Deux de mes tableaux préférés sont ainsi dénués de représentation humaine, sans que j’ai spontanément envie de les qualifier de paysage. Le Pont aux dix-sept arches se découvre dans un tournant de l’exposition. La reproduction ne donne rien. Il faut l’imaginer éclairé par le haut, la lumière extérieure rehaussant-reproduisant celle du tableau, paisiblement illuminé de l’intérieur par une chatoyance de nuances fondues les unes aux autres, qui vous dilatent la poitrine comme de joie, alors que vous ne parvenez pas à embrasser du regard la totalité de ce pont, qui n’est pas vraiment le sujet de ce tableau, pas centré, pas raccordé aux rives qu’il relie, mais que l’on parcourt inlassablement sans venir de nulle part ni aller nulle part : magnifique illustration-sensation de la Voie.
Pont aux dix-sept arches, CHEN Wenji, 2003
L’autre tableau qui m’a soufflée est lui aussi bien mal servi par sa reproduction. Il faut imaginer cette fois-ci un triptyque immense, trois panneaux chacun plus grand que vous, où le regard suit des lignes de vie, de branches, de ronces, de déchirures, s’y perd, égaré par des bourrasques de taches, fleurs de cerisiers dans la tourmente – une tempête de neige pointilliste qui décoiffe et laisse quelque peu hagard. Incertitude, l’œuvre porte bien son nom.
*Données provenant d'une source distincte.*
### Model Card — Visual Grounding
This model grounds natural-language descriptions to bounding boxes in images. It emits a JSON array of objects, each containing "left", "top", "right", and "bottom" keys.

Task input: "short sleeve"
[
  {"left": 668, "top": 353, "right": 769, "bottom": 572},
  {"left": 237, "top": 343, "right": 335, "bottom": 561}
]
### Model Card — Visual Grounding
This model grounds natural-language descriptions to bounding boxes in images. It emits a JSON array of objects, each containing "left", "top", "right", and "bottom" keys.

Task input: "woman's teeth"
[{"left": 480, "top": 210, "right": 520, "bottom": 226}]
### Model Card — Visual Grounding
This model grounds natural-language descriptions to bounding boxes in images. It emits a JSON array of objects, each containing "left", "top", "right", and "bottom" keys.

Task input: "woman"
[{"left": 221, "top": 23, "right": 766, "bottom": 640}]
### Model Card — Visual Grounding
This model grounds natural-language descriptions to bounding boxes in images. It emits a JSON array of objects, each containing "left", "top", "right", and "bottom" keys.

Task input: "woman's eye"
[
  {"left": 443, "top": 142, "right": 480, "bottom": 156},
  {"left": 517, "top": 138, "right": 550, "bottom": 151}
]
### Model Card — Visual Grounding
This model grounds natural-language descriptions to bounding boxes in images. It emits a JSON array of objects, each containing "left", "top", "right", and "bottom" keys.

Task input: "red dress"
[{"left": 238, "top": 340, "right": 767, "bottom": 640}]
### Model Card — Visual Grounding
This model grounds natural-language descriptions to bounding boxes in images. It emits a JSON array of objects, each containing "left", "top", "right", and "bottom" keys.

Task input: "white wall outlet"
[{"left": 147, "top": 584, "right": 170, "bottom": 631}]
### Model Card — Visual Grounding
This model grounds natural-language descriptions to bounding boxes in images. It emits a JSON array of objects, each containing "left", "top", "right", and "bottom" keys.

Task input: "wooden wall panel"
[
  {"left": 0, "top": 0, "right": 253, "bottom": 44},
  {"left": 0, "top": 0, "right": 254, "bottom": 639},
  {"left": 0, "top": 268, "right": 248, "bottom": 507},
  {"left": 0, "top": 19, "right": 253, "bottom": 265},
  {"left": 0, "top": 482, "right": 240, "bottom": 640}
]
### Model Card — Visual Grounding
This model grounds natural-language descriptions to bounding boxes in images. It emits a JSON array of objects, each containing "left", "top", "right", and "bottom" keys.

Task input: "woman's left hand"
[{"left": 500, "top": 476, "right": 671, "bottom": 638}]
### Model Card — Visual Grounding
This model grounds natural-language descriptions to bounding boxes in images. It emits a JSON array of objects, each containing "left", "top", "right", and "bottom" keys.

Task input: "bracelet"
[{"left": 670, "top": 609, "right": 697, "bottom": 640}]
Incertitude, HONG Li, 2014
Quelques autres œuvres qui m’ont étonnée d’une manière ou d’une autre, en vrac (l’expo elle-même faisait très vrac, avec quelques toiles sublimes… et quelques croûtes) :
Galerie circulaire de la Rosée froide, ZHANG Xinquan, 2013
Vague sentiment de malaise suscité par cet effondrement de la peinture à l’intérieur de ce qu’elle représente, comme des souvenirs envahissant un présent abandonné.
Intérieur Lit, YIN Qi, 2004
En vrai, le relief de la peinture est beaucoup plus visible ; avec ses sillons de vinyle, la couverture fait des remous et le tout tangue.
La femme sur le canapé, PANG Maokun, 2009
J’aime beaucoup le contraste entre le haut du corps relâché, coudes écartés, manteau, étole étalés, et les jambes croisées sous la corolle de la jupe – qui ne s’offre ni ne se refuse.
Je n’ai pas retrouvé, du même artiste, Saison des fleurs, où la chevelure d’une jeune fille lui encadre le visage selon la même géométrie que les lys disposés dans un vase devant elle.
Voies antiques à l’épreuve du temps, ZHANG Zuying, 1996
Dans la même salle, était également exposé Vacillement, de LIU Renjie, peut-être la toile que je suis le plus marri de ne pas avoir retrouvée (avec La mer, allongée). C’était une route au crépuscule, un tournant dans la nuit violette, avec sa rambarde de sécurité, juste inclinée ce qu’il faut pour provoquer un vacillement, justement, devant les deux yeux jaunes d’une voiture disparue autour de ses phares. J’ai pensé à JoPrincesse, qui ne supporte pas les photos cadrées de travers, et je me suis dit que ce devait être exactement ce qu’elle ressentait, vacillement né de l’infime.
Pour encore plus de reproductions, n’hésitez pas à jeter un œil au catalogue de l’exposition (qui n’est pas exhaustif, mais avait le mérite d’être distribué gratuitement aux visiteurs, imprimé sur du beau papier).